Nioko proposes buyout of Hummingbird amid the latter’s financial struggles
African investment company CIG's wholly-owned subsidiary Nioko Resources Corporation has announced a recommended cash offer to acquire debt-ridden Aim-listed Hummingbird Resources, aiming to address the latter's significant financial and operational challenges.
The offer, valued at about £13.8-million, proposes paying 2.68p a share for Hummingbird's issued and to-be-issued share capital not already held by Nioko. The deal includes a critical debt-to-equity conversion plan to stabilise Hummingbird's finances.
Hummingbird, a gold mining company operating in Mali and Guinea, has been grappling with operational inefficiencies, working capital shortages and debt repayment pressures. Despite efforts to enhance productivity at its Yanfolila and Kouroussa mines, the company has struggled to achieve sufficient cash flow to alleviate mounting liquidity issues.
Nioko's offer comes as Hummingbird prepares for an important general meeting on December 23, during which shareholders will vote on resolutions essential to finalising the deal.
Central to the agreement is the conversion of a $30-million debt owed to Nioko's parent company, CIG, into equity.
This would increase Nioko’s ownership of Hummingbird from 41.81% to 71.8%, following a two-stage equity issuance process. The conversion is contingent on shareholder approval of a Rule 9 waiver resolution, which would exempt Nioko from a mandatory takeover offer triggered by its increased shareholding.
The debt-to-equity conversion is part of a broader restructuring plan designed to avert insolvency. Hummingbird's current liabilities include $140-million in debt, $30-million of which is linked to the proposed equity conversion.
The company also faces operational setbacks, such as delays in developing its Kouroussa mine and challenges at its Yanfolila operation, which is reliant on unfunded drilling projects to extend the mine life. Without this transaction, Nioko cautions that Hummingbird risks entering administration, potentially erasing shareholder value.
Nioko's proposal includes plans to delist Hummingbird from the Aim, the LSE's growth market, to enable a more streamlined and cost-effective restructuring as a private entity.
While this raises concerns for shareholders, the offer provides an exit opportunity at a fixed price, which independent directors of Hummingbird have deemed fair and reasonable.
Hummingbird CEO Geoff Eyre emphasises the urgent need for equity financing, noting that the company's financial strain hampers its ability to meet creditor obligations, secure essential supplies, and invest in operational improvements.

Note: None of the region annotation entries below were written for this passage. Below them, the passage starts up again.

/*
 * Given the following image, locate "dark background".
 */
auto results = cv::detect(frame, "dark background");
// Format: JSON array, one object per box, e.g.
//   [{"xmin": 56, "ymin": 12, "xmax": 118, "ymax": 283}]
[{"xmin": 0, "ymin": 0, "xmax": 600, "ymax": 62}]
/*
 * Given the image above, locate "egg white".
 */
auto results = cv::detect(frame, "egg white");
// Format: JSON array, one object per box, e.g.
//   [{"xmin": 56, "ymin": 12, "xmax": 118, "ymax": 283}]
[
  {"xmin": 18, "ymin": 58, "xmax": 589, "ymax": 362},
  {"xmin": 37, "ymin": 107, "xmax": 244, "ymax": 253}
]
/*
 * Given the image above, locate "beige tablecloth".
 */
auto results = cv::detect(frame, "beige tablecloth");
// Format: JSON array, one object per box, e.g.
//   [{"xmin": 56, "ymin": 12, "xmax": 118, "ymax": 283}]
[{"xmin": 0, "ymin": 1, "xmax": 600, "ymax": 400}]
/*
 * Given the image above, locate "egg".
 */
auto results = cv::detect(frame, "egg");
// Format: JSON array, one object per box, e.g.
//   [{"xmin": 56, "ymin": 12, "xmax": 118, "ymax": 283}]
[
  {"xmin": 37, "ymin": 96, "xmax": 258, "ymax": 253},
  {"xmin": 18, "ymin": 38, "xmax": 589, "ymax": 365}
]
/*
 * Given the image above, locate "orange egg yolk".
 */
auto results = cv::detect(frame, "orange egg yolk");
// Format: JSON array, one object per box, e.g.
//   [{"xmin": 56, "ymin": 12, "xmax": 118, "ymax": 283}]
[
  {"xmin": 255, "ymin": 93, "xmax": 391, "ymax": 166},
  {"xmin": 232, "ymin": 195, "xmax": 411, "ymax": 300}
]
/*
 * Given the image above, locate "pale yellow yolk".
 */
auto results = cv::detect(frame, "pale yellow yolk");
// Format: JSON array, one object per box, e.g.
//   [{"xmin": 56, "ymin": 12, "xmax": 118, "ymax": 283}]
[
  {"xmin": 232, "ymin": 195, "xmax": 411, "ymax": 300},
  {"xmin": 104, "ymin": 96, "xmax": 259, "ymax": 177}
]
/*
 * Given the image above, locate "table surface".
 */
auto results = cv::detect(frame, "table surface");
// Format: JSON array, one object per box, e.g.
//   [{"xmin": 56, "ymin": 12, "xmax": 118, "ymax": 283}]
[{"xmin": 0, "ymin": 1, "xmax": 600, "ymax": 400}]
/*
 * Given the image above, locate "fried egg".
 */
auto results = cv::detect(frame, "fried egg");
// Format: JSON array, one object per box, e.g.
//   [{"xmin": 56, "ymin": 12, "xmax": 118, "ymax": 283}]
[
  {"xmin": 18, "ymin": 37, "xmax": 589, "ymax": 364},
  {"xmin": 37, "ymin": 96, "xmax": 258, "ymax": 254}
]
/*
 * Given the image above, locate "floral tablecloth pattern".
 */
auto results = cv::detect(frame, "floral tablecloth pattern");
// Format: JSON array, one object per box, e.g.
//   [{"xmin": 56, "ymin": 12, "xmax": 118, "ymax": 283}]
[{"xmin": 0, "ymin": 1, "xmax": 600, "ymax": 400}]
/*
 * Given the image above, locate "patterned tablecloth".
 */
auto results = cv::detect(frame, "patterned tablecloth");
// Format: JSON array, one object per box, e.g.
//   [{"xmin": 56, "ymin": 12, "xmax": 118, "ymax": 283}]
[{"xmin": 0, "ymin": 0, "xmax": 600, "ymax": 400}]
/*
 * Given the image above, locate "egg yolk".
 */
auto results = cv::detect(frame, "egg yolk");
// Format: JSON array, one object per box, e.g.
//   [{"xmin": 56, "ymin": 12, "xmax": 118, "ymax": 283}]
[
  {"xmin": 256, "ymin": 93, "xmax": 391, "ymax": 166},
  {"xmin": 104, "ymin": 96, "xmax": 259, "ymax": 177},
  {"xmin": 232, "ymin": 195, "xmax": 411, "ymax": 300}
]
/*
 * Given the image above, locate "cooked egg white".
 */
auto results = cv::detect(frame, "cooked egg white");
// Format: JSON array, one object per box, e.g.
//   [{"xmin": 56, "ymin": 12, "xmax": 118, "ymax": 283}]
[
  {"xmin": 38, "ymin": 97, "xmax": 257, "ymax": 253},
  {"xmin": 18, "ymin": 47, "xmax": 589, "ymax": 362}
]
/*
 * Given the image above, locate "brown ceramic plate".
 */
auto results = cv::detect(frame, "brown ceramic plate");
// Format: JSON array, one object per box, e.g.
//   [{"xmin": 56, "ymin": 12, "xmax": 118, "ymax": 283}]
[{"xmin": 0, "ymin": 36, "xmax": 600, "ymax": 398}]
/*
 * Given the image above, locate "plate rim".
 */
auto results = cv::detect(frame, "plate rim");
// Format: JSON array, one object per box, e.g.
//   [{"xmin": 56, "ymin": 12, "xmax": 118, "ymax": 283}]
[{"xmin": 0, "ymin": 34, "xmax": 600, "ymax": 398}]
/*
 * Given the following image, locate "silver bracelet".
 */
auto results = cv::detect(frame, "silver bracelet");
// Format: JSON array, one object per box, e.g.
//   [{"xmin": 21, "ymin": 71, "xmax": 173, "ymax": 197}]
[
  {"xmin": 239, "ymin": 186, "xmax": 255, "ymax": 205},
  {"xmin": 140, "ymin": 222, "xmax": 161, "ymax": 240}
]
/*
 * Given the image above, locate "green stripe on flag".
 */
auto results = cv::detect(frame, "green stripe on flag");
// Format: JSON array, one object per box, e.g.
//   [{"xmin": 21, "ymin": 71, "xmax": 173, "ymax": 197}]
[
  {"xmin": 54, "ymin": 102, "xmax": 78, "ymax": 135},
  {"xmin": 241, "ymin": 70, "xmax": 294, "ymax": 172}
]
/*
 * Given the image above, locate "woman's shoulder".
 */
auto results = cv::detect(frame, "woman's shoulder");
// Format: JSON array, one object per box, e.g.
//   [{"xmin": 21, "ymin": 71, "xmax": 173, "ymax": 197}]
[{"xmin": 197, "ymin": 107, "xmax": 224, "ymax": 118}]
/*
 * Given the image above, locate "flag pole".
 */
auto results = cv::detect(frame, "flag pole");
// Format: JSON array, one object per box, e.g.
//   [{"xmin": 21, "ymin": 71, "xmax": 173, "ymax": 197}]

“The offer by Nioko represents an opportunity for independent shareholders to realise cash for their holdings, which may not otherwise be available if the resolutions are not passed,” Eyre states.
Nioko plans to implement a strategic review of Hummingbird’s assets following the acquisition, focusing on operational efficiencies and potential cost reductions, including a workforce reduction of up to 20%.
The review will assess the long-term viability of Hummingbird’s Yanfolila and Kouroussa mines, as well as the development potential of the Dugbe gold project, in Liberia.
The transaction, expected to be finalised in the first quarter of 2025, is seen as a lifeline for Hummingbird amid challenging market conditions and escalating financial pressures.